UPAC: Robert Lafrenière conserve la confiance du ministre Bergeron
«Depuis sa nomination, je n’ai aucune raison de penser que le commissaire Robert Lafrenière ne fait pas le travail pour lequel il a été nommé, et ce, avec tout le professionnalisme requis», a déclaré aujourd’hui le ministre de la Sécurité publique, Stéphane Bergeron, par voie de communiqué.
Mercredi, M. Bergeron a accordé une entrevue au Devoir au cours de laquelle il a averti l’UPAC que l’unité devait être faite parmi les six équipes d’enquête et de vérification qui la composent.
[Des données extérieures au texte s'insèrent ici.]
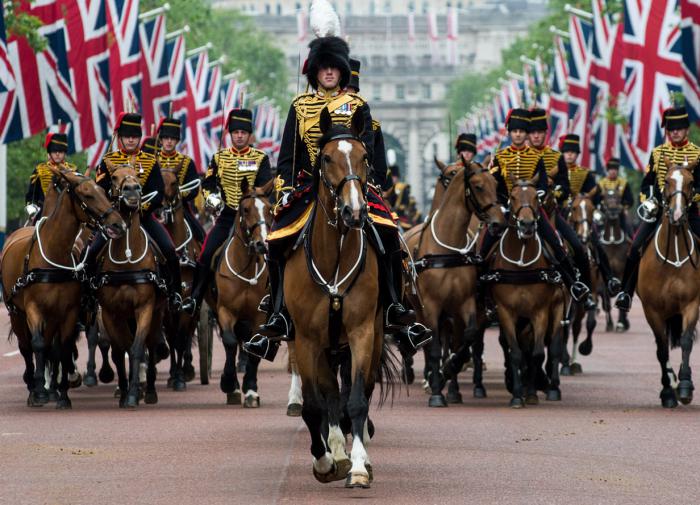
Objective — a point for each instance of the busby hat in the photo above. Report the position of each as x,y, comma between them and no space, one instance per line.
466,142
518,119
56,142
240,119
675,118
354,74
128,125
571,143
170,127
538,120
613,163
Un manque de cohésion, de collaboration et de confiance mine le travail de l’UPAC. M. Lafrenière s’est jusqu’ici défendu d’être à la remorque de l’escouade Marteau.
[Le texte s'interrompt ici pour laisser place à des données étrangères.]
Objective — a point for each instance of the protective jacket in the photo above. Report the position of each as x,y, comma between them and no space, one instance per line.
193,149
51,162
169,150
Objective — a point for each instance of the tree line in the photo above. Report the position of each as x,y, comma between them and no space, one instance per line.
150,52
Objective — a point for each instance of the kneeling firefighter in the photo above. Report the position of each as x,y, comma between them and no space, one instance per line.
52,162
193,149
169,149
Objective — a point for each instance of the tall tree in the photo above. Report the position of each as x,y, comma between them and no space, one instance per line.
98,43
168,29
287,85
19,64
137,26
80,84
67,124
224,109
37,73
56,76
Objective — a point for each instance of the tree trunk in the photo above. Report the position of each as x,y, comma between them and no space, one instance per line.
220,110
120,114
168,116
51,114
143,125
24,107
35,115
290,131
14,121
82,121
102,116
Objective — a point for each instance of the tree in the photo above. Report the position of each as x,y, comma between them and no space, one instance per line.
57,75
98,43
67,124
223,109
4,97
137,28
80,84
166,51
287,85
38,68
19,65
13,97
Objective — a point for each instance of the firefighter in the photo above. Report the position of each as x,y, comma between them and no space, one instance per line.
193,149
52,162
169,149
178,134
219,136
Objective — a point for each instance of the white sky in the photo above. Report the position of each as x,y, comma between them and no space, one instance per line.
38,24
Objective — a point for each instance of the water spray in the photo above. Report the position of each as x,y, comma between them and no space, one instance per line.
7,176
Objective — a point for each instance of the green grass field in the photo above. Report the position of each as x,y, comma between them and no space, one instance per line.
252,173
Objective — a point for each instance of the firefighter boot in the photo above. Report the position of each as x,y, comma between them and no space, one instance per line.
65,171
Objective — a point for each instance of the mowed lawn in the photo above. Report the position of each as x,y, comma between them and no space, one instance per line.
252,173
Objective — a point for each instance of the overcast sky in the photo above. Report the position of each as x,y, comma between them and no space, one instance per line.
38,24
Chose certaine, la situation générale est suffisamment préoccupante pour que le ministre Bergeron estime devoir lancer un message clair: «Aucun changement n’est exclu d’emblée. On évalue la situation et nous verrons s’il y a lieu d’apporter des ajustements jusqu’aux plus hautes sphères».
Dans son communiqué, le ministre Bergeron souligne l’importance pour toutes les entités (Marteau, Régie du bâtiment, ministère des Affaires municipales, Commission de la construction, Agence du revenu et Unité anticolllusion) de serrer les rangs. «Comme je l’ai dit dans la foulée du changement à la direction de la SQ et lors de ma visite à l’UPAC, je m’attends à ce que tous les intervenants collaborent et unissent leurs forces», a affirmé Stéphane Bergeron.
L’UPAC a été créée en février 2011. Elle bénéficie d’un budget annuel de 30 millions.